Marketplace: Mosaic Structural Integration will get under your skin
Like many healers, Paul Wirth decided to become a practitioner of a unique pathway to fitness after it changed his life.
A massive ankle injury at age 19 left him limping until by the age of 21 it was permanent and causing serious problems in his back, neck and other parts of the body. He tried the Rolf Method and it improved flexibility in his ankle and basically gave him his youth back, he said.
The Rolf Method aims to improve Structural Integration (SI). It was begun by Ida Rolf who found gravity works against misaligned bodies and aids aligned ones. Wirth, who recently opened a practice in Park City on Prospector Ave., said SI focuses on healing the body’s connective tissue to improve movement.
Connective tissue covers the body like a tight sweater or a wetsuit underneath the skin. It gives muscles shape and permits or impedes movement. Focusing efforts on relaxing, healing, or improving performance in muscles alone is futile unless problems in the connective tissue are addressed, he explained.
Picture someone tugging on a tight sweater. The area where they’re pulling is uncomfortable, but movement is also restricted on the opposite side of the body where the fabric is tight.
Likewise, if a person needs to stand up straighter they can exercise muscles to improve posture, but muscles on the opposite side are working against the change.
Instead of thinking of pain or discomfort as "tension" or "bad posture," SI examines the body as a network of connective tissue and considers how one part of the body affects all others.
"The point is to look at how the entire body interacts," he said.

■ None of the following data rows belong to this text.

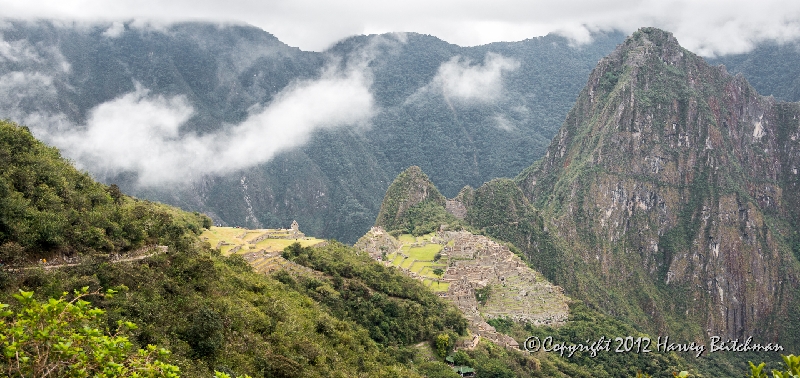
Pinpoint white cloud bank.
[45,65,374,186]
[0,0,800,55]
[431,53,519,103]
[406,53,520,104]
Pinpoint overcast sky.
[0,0,800,56]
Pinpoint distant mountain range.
[0,20,798,243]
[0,20,623,242]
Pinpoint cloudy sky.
[0,0,800,55]
[0,0,800,185]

Visually, Wirth’s treatments resemble a deep tissue massage. He doesn’t like that comparison, however, because massage loosens muscles but is rarely part of a comprehensive treatment. And deep tissue massage is often painful while SI applies intense, but not uncomfortable, pressure to coax or invite connective tissue to loosen, stretch or realign.
"It sounds very theoretical but the proof is in the hands-on work," he said.
Treatments also prompt patients to think about movement differently. That gives SI two components: treating the animal being’s physical tissue, and second, changing someone’s perception of movement and how they carry themselves, he explained.
The two elements make his work fascinating, Wirth said. He gets to work with his hands while always being mentally engaged with a patient.
Gravity is a constant force on the body. SI examines and improves how weight is transferred making it easier to recover from injury, eliminate tension and excel athletically, he explained.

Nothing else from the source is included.